Aren’t networks wonderful? Recently a men’s book club in Leeds asked the incredible Culture Vulturess to help them crowd source their next book for discussion.When I say ‘men’s book club’, women have been known to cringe or say ‘Ew’ or words to that effect. Let me clarify. They don’t read ‘men’s’ books – not smut, not stereotypically ‘male’ action hero, guns ‘n’ grenades books. They’re all men, that’s all. Middle aged, mostly middle class men (their description, not mine) who wanted to do something constructive and intellectually stimulating some of the time.
Somewhere along the line the idea came up that they should also invite a guest – maybe even (shock, horror) a female guest. Emma suggested me, as I write books, read a lot of them and – yes, though it pains my female vanity to voice it – am of the same age and social class as the book club chaps.
The crowd-sourced book was ‘Alone in Berlin’, which I dutifully reread, demonstrating my dedication to duty and unquenchable desire to be, if not top of the class, at least Swot Numero Uno. Tough call with these guys, as they take this book club business very seriously. OK, so they meet in the pub and drink lots of wine. Yes, they have a good laugh and chatter about their lives, work, families etc but that’s not the point of the whole endeavour.
What they do is analyze books in a highly structured (some might say rather male…) manner. There are rules, you see. First, members must read the book, on pain of death – or at least opproprium, which to my little nerd mind is worse. Second, everyone scores the book out of ten at the beginning of the meeting. Third, each person gives their review without interruption. Finally, everyone reflects on the score they initially gave and adjusts it if they’ve been swayed by comments from other readers.
Discussion of ‘Alone in Berlin’ was in-depth, detailed, lengthy (hurrah for table service!) and at times quite passionate and complex. There were some extreme differences in the views on the quality of the translation, the characterization, the plot (some thought it was genius while another thought it was utter rubbish). There was wine, hilarity and swear words. Forget those trendy, over-priced bars in the city centre; this is what I call a lively night out.
So, what did I learn from my evening with the fabulous book boys? Well, the structure worked brilliantly. I’ve been to book clubs before where everyone ended up talking over each other in their enthusiasm to share their thoughts. These were fun too but this time I definitely felt I learned more about both the book and the way I interpret fiction than I have in the past.
I also discovered that this particular men’s book club hasn’t given much consideration to the way female characters are written before.
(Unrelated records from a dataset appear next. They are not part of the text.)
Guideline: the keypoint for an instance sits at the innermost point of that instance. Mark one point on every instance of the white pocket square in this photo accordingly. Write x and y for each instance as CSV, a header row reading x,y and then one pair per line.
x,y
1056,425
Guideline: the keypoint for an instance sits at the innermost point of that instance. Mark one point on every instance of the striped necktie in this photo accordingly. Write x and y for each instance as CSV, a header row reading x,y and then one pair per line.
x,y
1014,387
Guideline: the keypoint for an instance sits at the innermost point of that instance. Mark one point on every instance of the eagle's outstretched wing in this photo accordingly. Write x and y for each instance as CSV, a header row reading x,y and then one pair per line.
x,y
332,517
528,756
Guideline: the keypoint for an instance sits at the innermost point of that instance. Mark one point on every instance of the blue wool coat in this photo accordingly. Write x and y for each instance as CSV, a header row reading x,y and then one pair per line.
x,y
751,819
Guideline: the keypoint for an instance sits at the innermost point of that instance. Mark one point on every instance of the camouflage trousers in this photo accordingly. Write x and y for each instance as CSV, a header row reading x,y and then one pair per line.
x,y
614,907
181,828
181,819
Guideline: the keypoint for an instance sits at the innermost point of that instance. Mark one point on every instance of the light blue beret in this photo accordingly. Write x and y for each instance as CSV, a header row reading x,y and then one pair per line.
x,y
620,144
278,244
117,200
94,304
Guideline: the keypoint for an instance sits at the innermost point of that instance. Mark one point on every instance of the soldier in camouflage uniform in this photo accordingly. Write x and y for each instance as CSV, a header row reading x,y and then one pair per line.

They happily did so when I raised it and began to engage too with the way relationships are constructed in fiction, something they said they hadn’t really done before.
They also told me that, while the book club provides intellectual stimulus and challenge, it also serves an important personal role. The books that they’ve read over the years (they’re now in their sixth year) have occasionally provided a springboard to discuss things going on in their own lives, good and bad, which they said would never happen in different settings, even with close friends. Women, they felt, chat freely about emotional highs and lows, men not so much.
Finally, although they thought they had a fairly even male/female balance among authors, they realized that only one of their eleven books this year was written by a woman. So I recommended ‘A Thousand Acres’ by Jane Smiley. Can’t wait to see what scores they come up with for that…
The club is looking for a new member and have been thinking of each inviting a guest in turn. I’d suggest also throwing it out to Culture Vultures occasionally; hanging out with these guys is a treat that should be shared around a bit – brain fuel and good fun. What more could a girl (or boy) ask for on a night out?